Il n’empêche, enfants, ados bien sûr, mais aussi adultes, seniors, célébrités ou anonymes, tous se sont pris à ce jeu de l’autoportrait ! Pour le plaisir le plus souvent et parfois pour la bonne cause, à l’image du tout récent Challenge Ice Bucket, qui consistait à se filmer en train de se jeter un seau d’eau glacé sur la tête en vue de récolter des fonds pour la maladie de Charcot. « Nous sommes dans un narcissisme social et décomplexé. Le culte de soi n’ayant de sens que s’il est partagé sur les réseaux sociaux. Ce phénomène s’inscrit dans une volonté plus large de reprise du pouvoir par les consommateurs et de contrôle de son image », analyse Laura Chatain, planner stratégique de l’agence Pixelis.

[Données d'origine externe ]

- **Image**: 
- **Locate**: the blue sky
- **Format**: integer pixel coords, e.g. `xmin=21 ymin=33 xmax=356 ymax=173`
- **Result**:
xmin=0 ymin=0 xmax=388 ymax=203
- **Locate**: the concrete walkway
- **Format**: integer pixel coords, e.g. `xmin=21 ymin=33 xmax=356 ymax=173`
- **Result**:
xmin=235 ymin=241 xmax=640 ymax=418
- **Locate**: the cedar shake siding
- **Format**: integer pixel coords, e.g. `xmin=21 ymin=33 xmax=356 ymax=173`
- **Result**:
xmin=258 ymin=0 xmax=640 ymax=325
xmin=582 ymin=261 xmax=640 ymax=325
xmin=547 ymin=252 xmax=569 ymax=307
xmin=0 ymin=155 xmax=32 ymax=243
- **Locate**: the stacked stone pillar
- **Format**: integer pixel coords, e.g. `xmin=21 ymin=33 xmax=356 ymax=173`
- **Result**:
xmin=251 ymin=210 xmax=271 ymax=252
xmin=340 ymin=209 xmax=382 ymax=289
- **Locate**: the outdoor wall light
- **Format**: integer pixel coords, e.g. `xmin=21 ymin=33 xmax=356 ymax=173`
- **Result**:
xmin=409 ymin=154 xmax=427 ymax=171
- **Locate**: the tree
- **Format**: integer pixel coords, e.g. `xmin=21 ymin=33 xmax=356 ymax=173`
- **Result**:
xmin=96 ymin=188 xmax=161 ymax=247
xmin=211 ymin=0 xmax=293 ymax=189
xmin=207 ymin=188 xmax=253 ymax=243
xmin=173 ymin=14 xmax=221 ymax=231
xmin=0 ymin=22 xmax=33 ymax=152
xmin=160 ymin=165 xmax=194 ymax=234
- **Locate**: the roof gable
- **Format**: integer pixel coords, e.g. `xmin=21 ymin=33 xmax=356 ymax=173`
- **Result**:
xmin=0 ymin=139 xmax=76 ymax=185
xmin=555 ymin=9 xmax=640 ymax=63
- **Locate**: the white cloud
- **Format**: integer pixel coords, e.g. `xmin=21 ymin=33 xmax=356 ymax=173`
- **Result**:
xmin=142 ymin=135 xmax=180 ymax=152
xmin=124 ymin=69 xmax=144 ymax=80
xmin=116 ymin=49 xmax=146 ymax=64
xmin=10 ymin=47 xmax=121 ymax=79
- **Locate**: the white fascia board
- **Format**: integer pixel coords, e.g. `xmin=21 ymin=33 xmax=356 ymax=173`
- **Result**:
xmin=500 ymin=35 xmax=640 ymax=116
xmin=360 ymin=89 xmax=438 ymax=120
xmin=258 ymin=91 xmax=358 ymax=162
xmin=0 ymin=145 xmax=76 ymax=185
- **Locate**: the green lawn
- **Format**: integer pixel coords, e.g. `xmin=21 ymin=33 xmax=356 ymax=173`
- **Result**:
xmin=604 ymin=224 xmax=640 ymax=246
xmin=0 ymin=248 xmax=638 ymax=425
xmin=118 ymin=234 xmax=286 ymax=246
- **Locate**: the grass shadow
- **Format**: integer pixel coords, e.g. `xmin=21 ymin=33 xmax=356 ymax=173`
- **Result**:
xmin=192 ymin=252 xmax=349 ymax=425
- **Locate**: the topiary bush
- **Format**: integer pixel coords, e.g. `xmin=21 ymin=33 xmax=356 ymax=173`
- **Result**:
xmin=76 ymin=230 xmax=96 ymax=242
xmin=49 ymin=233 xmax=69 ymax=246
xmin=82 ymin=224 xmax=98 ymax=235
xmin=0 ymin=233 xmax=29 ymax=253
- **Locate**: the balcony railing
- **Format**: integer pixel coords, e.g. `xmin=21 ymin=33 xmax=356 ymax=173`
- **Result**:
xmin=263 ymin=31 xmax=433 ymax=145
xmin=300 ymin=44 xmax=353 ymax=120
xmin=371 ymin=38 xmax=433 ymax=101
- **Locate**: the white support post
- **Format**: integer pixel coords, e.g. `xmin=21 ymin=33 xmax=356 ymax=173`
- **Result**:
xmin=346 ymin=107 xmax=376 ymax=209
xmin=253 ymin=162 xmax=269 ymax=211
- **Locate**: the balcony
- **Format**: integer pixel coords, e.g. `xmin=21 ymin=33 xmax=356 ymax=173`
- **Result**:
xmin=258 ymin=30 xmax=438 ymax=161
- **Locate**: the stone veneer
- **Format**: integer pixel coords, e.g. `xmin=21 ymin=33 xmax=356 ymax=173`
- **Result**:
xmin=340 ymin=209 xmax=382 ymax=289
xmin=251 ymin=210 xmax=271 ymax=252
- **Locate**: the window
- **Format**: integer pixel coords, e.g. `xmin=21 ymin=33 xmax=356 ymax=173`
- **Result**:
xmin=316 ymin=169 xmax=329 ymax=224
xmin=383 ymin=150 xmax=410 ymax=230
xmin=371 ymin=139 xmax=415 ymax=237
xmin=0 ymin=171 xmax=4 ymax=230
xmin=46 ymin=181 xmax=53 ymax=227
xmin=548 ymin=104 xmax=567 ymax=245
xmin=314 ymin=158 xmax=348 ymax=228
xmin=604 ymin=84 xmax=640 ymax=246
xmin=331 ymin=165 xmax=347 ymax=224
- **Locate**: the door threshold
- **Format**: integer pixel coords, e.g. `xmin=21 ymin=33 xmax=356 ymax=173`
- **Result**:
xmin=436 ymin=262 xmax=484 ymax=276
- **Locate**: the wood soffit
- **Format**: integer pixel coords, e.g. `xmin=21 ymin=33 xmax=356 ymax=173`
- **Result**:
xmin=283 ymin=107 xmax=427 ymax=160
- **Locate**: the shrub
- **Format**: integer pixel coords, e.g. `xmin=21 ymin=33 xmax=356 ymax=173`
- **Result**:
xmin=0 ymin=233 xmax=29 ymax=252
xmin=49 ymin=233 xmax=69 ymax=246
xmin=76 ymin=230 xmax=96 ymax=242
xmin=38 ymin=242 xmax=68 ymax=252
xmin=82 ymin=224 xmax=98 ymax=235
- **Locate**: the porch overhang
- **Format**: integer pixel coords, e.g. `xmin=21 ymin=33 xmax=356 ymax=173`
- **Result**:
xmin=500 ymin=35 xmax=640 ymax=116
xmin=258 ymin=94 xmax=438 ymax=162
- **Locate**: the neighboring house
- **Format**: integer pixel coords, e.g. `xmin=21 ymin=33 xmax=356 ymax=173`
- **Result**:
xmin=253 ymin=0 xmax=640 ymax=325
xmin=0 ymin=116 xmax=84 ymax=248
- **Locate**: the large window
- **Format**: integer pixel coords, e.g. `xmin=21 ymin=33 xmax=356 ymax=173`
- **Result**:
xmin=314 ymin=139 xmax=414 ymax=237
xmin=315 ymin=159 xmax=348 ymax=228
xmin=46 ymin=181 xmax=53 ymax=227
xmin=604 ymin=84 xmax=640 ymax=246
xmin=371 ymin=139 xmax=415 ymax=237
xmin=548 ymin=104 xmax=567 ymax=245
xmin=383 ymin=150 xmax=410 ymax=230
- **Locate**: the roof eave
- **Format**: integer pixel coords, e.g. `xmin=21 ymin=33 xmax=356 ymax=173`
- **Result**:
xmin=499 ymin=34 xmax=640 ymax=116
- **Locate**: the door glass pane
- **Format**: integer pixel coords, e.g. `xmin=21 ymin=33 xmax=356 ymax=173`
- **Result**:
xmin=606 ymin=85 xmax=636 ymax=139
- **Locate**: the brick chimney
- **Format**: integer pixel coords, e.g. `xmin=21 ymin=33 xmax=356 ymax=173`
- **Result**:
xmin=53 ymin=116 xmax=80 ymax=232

Puisqu’il n’y a plus de mal à aimer son image, les marques n’ont pas tardé à s’emparer de ces nouveaux codes dans leur communication, cela de diverses façons. Et Pixelis de citer l’exemple d’Ibis qui invitait ses clients à prendre leurs pieds en photo dans leur chambre d’hôtel, celui d’Eram et de sa campagne presse « Play with fashion, play with yourself » qui incitait les clients à s’amuser avec leur double telle une poupée, ou encore d’Asda qui, grâce à des imprimantes 3 D, proposait de réaliser des minipersonnages à son effigie. Mais parce que cette crise de l’égo s’accompagne aussi d’une volonté de simplicité, de naturel en réaction au trafiqué, au faux, les marques s’attachent dans le même temps à jouer aussi la carte de la « vraie vie », à l’image de Contrex et sa campagne qui faisait référence à des tranches de vie dans lesquelles tout le monde se retrouve (une heure de shopping entre copines,…) ou de Dove et son opération Real Beauty, qui invite les femmes à se prendre en photo au naturel. Parce que, in fine, il n’est nul besoin d’artifices pour se « liker » et être « liké ». F. BR.